Mais quoi qu’il en soit, cette observation de la défense, par ailleurs récusée par le procureur, n’a pas empêché la constitution du tribunal militaire. Les trois juges accesseurs suppléants sont : le médecin colonel major Koudougou KOLOGHO, le lieutenant colonel Vincent de Paul OUEDRAOGO, et le lieutenant colonel Adam NERE.

Après cette constitution du tribunal et quelques minutes de suspension, le procès a repris son cours à 11h18mn. L’occasion a été ainsi donnée aux avocats de la défense de soulever les exceptions évoquées lors de l’audience du 27 février. Et là, la défense est restée campée sur sa position : « La composition du tribunal est irrégulière, car aucun décret n’a nommé aucun juge comme président de la chambre de première instance ». Pour elle, le magistrat Seydou OUEDRAOGO, par décret, a été nommé président de la chambre de jugement et non président de la chambre de première instance, juridiction devant laquelle les accusés doivent comparaître.

diendereLa deuxième irrégularité évoquée par la défense est la nullité du tirage au sort du juge accesseur, le général Tenga Robert GUIGUEMDE. En effet, pour la défense, le général a été tiré au sort par un président qui n’était pas pleinement vêtu de ses pouvoirs et aussi par une chambre qui n’existe pas, c’est-à-dire la chambre de jugement supprimée par la loi modificative de juillet 2017. Ce qui, pour les avocats des prévenus, est en porte-à-faux avec l’article 11 et suivants.

Autre grief dénoncé par la défense, c’est la violation des articles 16 et 17 du code de justice militaire. En effet, pour Me Mathieu SOME et ses camarades, le tirage au sort des juges accesseurs n’a pas pleinement respecté la hiérarchie militaire. Aussi, pour eux, les décrets qui désignent les magistrats civils à cette audience sont caducs. « Nous sommes là pour rendre justice et on ne peut pas rendre justice en violant la loi », a martelé Me BONKOUNGOU. C’est pourquoi la défense a voulu la reprise du tirage au sort et, de facto, a demandé au tribunal de constater son irrégularité.

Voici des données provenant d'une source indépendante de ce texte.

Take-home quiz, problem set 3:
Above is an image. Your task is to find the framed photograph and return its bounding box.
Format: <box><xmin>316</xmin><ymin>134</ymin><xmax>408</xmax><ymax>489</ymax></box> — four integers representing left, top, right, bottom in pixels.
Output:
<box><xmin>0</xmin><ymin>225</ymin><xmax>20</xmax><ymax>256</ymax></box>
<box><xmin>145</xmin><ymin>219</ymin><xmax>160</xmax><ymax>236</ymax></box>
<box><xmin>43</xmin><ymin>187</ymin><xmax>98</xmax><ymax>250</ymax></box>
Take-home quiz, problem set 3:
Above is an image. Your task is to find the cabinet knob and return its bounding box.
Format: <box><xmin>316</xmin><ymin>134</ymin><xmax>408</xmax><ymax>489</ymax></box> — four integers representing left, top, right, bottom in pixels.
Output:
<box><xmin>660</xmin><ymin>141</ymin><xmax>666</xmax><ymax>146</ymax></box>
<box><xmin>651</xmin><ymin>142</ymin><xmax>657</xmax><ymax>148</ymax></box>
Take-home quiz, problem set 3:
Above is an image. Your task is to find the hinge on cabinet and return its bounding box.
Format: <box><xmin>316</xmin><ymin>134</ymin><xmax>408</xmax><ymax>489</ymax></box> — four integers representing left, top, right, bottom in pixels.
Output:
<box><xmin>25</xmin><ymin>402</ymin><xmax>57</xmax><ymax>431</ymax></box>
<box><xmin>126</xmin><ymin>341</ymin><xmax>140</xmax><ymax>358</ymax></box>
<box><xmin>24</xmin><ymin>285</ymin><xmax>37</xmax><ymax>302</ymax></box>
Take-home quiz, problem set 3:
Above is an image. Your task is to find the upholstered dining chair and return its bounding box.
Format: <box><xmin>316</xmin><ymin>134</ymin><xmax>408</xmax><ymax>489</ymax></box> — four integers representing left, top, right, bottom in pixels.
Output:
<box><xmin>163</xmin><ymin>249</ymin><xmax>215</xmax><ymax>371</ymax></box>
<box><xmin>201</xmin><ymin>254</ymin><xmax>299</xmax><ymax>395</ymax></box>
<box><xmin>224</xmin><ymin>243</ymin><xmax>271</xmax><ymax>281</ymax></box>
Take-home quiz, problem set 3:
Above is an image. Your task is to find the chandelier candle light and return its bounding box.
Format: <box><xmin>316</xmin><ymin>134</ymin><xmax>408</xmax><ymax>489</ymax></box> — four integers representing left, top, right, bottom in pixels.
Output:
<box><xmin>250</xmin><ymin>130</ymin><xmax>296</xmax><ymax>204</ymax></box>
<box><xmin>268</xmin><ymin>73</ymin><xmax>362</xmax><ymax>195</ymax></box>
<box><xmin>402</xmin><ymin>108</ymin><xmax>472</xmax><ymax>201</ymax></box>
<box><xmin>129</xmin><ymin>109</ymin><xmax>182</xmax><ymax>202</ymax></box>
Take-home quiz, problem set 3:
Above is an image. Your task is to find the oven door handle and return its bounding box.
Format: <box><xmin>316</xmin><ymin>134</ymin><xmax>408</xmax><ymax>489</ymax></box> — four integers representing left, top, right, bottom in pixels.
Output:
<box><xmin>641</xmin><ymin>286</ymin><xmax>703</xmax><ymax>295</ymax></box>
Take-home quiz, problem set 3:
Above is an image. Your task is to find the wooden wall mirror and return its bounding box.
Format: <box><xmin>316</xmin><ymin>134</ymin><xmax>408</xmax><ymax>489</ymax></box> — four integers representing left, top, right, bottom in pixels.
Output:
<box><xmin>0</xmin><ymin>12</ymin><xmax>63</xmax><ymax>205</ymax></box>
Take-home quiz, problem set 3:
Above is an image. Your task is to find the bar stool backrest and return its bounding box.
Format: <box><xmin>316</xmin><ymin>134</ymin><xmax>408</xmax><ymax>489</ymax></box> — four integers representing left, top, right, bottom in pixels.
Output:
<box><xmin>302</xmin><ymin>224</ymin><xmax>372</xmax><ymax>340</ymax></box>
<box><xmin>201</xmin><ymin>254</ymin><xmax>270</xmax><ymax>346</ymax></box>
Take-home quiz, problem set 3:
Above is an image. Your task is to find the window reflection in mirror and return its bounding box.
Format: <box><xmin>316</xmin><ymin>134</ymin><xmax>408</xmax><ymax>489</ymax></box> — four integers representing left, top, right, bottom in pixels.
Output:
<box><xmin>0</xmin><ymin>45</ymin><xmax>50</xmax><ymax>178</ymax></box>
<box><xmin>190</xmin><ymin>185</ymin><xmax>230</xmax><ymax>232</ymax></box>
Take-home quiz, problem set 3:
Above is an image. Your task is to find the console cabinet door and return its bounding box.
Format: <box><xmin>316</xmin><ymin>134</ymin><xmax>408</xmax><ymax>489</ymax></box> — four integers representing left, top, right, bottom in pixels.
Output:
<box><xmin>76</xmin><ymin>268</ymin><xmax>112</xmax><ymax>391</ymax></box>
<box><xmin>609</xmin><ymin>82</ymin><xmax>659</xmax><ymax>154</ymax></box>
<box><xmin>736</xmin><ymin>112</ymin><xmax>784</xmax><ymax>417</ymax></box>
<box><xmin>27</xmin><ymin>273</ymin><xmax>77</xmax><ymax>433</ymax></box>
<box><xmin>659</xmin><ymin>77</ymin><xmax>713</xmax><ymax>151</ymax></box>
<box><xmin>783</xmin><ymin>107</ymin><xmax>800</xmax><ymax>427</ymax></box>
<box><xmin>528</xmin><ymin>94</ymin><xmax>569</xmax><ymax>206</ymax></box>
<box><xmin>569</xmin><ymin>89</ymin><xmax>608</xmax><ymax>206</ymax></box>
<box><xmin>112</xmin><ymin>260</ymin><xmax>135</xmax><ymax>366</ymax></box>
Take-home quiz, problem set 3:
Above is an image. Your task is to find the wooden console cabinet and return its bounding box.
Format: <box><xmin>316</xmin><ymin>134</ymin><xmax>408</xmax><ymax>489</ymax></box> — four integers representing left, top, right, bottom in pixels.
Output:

En plus de décrier la légitimité du président et de son conseiller,  la défense a dénoncé l’irrégularité des juges substituts. Pour elle, ces juges dont le renouvellement est annuel, ont été désignés en 2016 comme substituts du commissaire du gouvernement. Pourtant, la nouvelle loi qui porte code de justice militaire a été votée en 2017 et a transformé le commissaire du gouvernement en procureur miliaire. Ce qui fait que pour les conseils des accusés, ces juges ne sont pas à leur place.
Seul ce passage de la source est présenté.